It’s a week before Christmas, the last thing on your mind is what’s going to happen in January. Revision is looming. However, unfortunately as students, January is our worst nightmare. Exam timetables are being revealed, and the last lectures of this semester are occurring now.
You owe it to yourself to enjoy the Christmas festivities but January exams will come around before you know it so it is better to at least start thinking about preparing.
There are a few keyways in which you can prepare. Also, no matter how distracted with Christmas you are, don’t wait until after all the festivities are done to start revising. New Years and Christmas are fun and it is great when family all get together. However, leaving it too late is when cramming begins, alongside panicking and late-night revision sessions.
Key ways to prepare
To begin with don’t procrastinate, this is a very common student problem, one that I am also guilty of. However, by procrastinating, you are literally just wasting time. The best way to put off procrastinating is by getting an early start to get ahead of it, this involves getting up in the morning, don’t lie in bed until 12. After that you should have a good breakfast or have some coffee to get you alert and ready for the day and just begin. One thing you should try and avoid in order to limit procrastination is social media. It sucks huge parts of your day as your scroll mindlessly. Also no one really feels good after seeing all the perfect (staged) pictures.
Another factor that should be considered is that you need to take care of yourself. It’s very easy over Christmas to just let things go, let your routine go, let your regular exercise go, let your healthy food go. And although it’s fine to indulge a bit, if you take it too far and lose yourself, it’ll take a long time to get back to feeling normal again. Obviously, you may lose some sleep and enjoy the Christmas cake but ensure that on the days where nothing is happening, you enjoy an apple and go to bed before midnight. Lack of sleep and unhealthy foods can make you feel very lethargic and your work will suffer for it.
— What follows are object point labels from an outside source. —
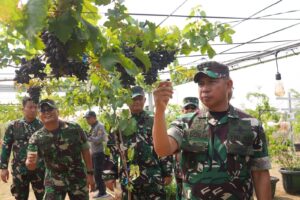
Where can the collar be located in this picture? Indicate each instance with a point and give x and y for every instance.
(231, 114)
(95, 124)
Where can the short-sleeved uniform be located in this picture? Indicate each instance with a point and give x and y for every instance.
(61, 151)
(149, 184)
(15, 140)
(218, 155)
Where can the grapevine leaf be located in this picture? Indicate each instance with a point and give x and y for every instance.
(9, 11)
(36, 16)
(210, 51)
(63, 26)
(128, 65)
(139, 54)
(109, 60)
(102, 2)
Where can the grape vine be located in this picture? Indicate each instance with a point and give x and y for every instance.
(32, 68)
(159, 61)
(60, 63)
(35, 93)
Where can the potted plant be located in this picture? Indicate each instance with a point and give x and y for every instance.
(289, 162)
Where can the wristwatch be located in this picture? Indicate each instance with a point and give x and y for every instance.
(90, 172)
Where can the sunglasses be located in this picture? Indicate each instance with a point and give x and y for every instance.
(190, 107)
(47, 109)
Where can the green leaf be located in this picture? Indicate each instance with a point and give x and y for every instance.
(128, 65)
(63, 26)
(185, 49)
(109, 60)
(36, 16)
(130, 126)
(139, 54)
(9, 11)
(102, 2)
(210, 51)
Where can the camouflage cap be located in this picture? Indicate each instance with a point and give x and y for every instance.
(211, 69)
(137, 91)
(190, 101)
(48, 102)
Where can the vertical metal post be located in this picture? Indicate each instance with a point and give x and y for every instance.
(150, 101)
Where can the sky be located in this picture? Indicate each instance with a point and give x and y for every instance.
(260, 77)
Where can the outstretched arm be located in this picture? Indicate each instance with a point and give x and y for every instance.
(164, 145)
(89, 166)
(262, 184)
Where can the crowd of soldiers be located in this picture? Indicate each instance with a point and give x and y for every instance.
(216, 152)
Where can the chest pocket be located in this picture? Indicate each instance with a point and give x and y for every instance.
(46, 146)
(240, 138)
(196, 138)
(19, 132)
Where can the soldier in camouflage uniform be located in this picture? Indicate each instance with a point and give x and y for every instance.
(154, 172)
(224, 150)
(16, 140)
(63, 146)
(190, 105)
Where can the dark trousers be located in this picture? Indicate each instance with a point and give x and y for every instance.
(179, 186)
(98, 163)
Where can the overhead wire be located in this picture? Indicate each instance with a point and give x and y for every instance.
(178, 7)
(265, 16)
(210, 17)
(257, 13)
(265, 35)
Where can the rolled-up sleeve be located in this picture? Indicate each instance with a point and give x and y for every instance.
(260, 159)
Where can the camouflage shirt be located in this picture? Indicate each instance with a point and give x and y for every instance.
(16, 140)
(218, 155)
(151, 168)
(61, 151)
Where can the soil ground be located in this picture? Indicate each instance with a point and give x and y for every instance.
(280, 194)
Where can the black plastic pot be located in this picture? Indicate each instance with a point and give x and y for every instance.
(274, 180)
(297, 146)
(291, 180)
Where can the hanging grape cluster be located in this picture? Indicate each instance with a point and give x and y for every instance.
(159, 61)
(35, 93)
(32, 68)
(61, 65)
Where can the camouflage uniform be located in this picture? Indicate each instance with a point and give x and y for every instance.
(16, 140)
(187, 101)
(61, 150)
(149, 185)
(218, 155)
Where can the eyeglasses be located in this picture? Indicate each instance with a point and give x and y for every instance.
(44, 110)
(190, 107)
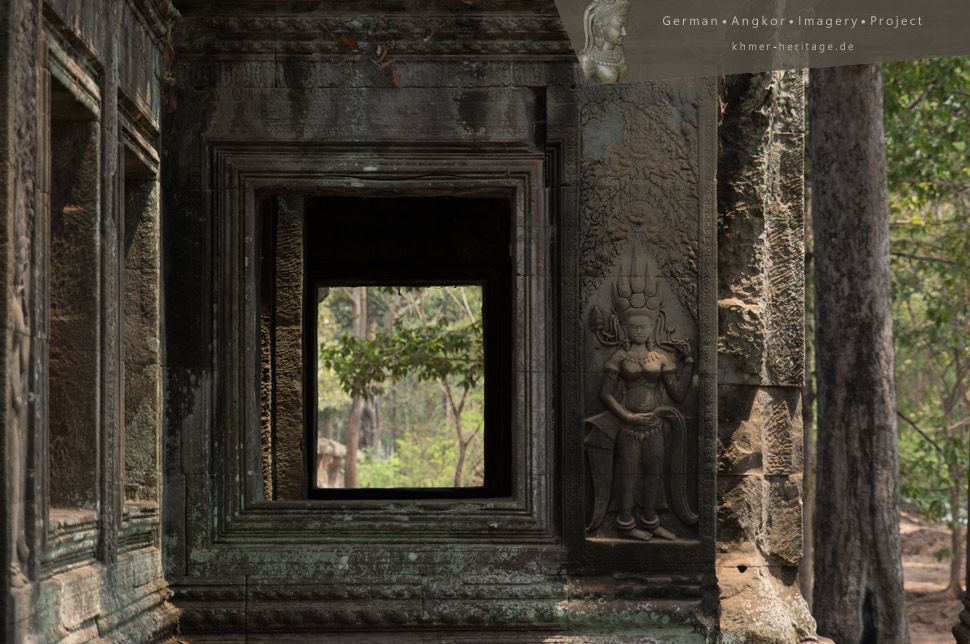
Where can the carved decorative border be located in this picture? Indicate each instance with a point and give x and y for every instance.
(358, 32)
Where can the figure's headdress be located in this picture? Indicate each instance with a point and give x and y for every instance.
(636, 292)
(601, 11)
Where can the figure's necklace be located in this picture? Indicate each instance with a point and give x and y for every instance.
(606, 57)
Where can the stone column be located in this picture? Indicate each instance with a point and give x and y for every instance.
(761, 357)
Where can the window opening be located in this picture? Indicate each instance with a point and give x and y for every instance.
(400, 382)
(74, 300)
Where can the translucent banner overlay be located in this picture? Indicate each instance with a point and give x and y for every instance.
(637, 40)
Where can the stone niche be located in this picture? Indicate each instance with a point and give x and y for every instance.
(612, 362)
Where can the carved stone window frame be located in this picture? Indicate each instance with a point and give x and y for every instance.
(241, 174)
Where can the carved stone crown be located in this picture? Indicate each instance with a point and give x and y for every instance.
(606, 9)
(630, 292)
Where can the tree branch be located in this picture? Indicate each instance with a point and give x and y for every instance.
(920, 431)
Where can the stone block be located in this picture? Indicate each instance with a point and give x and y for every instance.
(762, 605)
(783, 522)
(740, 514)
(739, 430)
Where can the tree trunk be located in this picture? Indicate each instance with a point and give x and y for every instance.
(358, 308)
(955, 587)
(353, 442)
(858, 594)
If your term time work was productive, then your January exams will be easier. Keeping consistent notes and ensuring that you read them often will help you in December time. Finding out a good place to revise on campus can be helpful too. We all know that sometimes home actually isn’t the most conducive place to study so therefore finding a spot where you are happy is essential. There are plenty of places online that tell you about rooms you can study in and places that will help you revise better. A lot of schools/ departments have dedicated study spaces too. Equally keeping your desk space tidy and organised will help your thoughts to be more organised.
When your revision starts, making sure you have a study space is useful, even if it is just your bed. However, to make sure that you maximise your productivity, get up early. This will motivate you to do your work if you start off doing well. Have a hot shower and focus your mind on what you are planning to do. Related to this as well is finding good study buddy’s, this doesn’t necessarily even have to be people on your course, although there are obvious benefits to that. However, the important thing is that the people support you and encourage you to study, meaning you don’t get distracted.
Lists and apps
It is important that before you start revision, you have a list of what you’re planning to do because this will help you to use your time properly. Creating revision lists will help you cover all the topics effectively. It is also helps you to feel accomplished by checking the lists off. Then make sure you keep the phone away. This will stop you from getting distracted by messages from friends or researching anything random. Apps like forest are designed to reward you for spending time away from your phone.
Revision cards and highlighters are your new best friend. Revision cards help to summarise ideas, rather than staring at lecture notes, it helps to reduce them to a more manageable size which will help you to memorise them better. Highlighters work in a similar way as they force you to only pull the relevant information from what can look like an overwhelming amount of words.
Finally, positive thinking is the key to success. Don’t doubt yourself and remain happy about what you have succeeded already. You can achieve anything if you put your mind to it.